EUROPEAN Union foreign ministers are gathering in Brussels to discuss what Donald Trump’s election means for trans-Atlantic ties and whether it will complicate relations with Russia.
At informal dinner talks, the ministers will debate how many of Trump’s campaign announcements – like isolationist positions on security and his rejection of international trade pacts and refusal to criticise Russian President Vladimir Putin – might translate into real policy. Before the dinner, EU diplomats were at a loss to explain Trump’s stunning victory or understand yet what it might really mean.
Giovanni Grevi, senior fellow at the European Policy Centre think tank, said that “co-operation between Europe and the US will not become impossible, but it will become much more difficult”. Grevi added: “Donald Trump has been putting America first ... in defining his foreign policy and it seems he is taking a very transactional approach to international affairs.
“This is very likely to apply also to trans-Atlantic relations. He will value Europeans in so far as they can match his priorities.”
Given Trump’s clear opposition to major trade pacts, EU officials are all but certain the massive Trans-Atlantic Trade and Investment Partnership (TTIP) will have to be renegotiated, if any life remains in the project at all.
“With the new president-elect we don’t really know what will happen. There is strong reason to believe that there would be a pause in TTIP, that this might not be the biggest priority for the new administration,” EU Trade Commissioner Cecilia Malmstroem said on Friday.
Perhaps the most pressing problem, though, is to understand how Trump wants to deal with Putin. The EU has imposed sanctions on Russia over its annexation of Crimea and destabilising role elsewhere in Ukraine.
Some of those measures, including asset freezes on individuals and organisations, come up for renewal in January. EU leaders are due to discuss them at a summit in Brussels on December 15 and 16, but any signal from Trump about a softening of US relations with Russia is likely to embolden already-reluctant countries like Germany, Italy and others to push for an end to the sanctions regime, diplomats said.

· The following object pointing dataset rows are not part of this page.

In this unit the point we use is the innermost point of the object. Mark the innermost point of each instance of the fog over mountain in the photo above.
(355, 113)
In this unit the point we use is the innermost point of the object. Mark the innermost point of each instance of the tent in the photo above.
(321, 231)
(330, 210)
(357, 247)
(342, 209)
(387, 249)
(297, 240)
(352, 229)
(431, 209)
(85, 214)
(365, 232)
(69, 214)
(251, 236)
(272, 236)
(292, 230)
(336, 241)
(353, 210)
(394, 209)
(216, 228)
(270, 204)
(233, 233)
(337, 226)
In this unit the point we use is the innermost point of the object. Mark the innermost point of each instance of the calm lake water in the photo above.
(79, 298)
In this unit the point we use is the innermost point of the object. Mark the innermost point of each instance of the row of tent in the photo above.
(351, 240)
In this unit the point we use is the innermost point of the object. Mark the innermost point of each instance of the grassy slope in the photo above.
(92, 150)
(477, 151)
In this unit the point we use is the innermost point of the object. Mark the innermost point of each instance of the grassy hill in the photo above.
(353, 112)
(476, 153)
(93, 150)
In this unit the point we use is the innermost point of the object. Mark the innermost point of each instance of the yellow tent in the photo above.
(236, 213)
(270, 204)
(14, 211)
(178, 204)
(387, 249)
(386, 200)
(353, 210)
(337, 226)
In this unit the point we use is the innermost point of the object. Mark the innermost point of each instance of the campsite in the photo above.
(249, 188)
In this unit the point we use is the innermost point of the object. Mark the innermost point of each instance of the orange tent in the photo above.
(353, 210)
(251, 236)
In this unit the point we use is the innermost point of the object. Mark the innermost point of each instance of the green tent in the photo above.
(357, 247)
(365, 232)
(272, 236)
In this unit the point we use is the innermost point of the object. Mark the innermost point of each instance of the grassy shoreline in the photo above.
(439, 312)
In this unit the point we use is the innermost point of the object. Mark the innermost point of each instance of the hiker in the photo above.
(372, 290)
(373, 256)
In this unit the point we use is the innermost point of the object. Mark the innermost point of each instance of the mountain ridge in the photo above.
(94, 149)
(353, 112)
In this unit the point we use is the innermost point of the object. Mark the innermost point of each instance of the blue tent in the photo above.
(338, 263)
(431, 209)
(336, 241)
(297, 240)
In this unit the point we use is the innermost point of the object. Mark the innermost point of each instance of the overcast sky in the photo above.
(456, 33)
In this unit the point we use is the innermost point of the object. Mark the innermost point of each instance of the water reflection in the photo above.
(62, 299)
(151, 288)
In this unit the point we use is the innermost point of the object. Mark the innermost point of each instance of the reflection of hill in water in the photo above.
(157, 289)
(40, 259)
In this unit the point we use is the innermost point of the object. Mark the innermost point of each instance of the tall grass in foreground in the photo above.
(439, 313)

The EU foreign ministers will meet again formally on Monday to discuss strained ties with membership candidate country Turkey, the conflict in Syria and Libya, and defence co-operation with the Nato military alliance.
Meanwhile, Hillary Clinton has blamed the FBI’s decision to revive its examination of her email accounts for her devastating defeat in the presidential election.
During a phone call with senior campaign donors, Clinton said she was winning until FBI director James Comey sent a letter to Congress announcing that the FBI had uncovered emails possibly related to its earlier probe into her use of a private server as Secretary of State. The new examination was sparked by an unrelated investigation into former New York politician Anthony Weiner, the estranged husband of one of her senior aides.
The surprise announcement by the FBI on October 28 came after three debates in which Trump was widely criticised for his performance. Clinton told the donors that her campaign was leading by large margins in nearly every battleground state and was tied in Arizona, until Comey released his letter.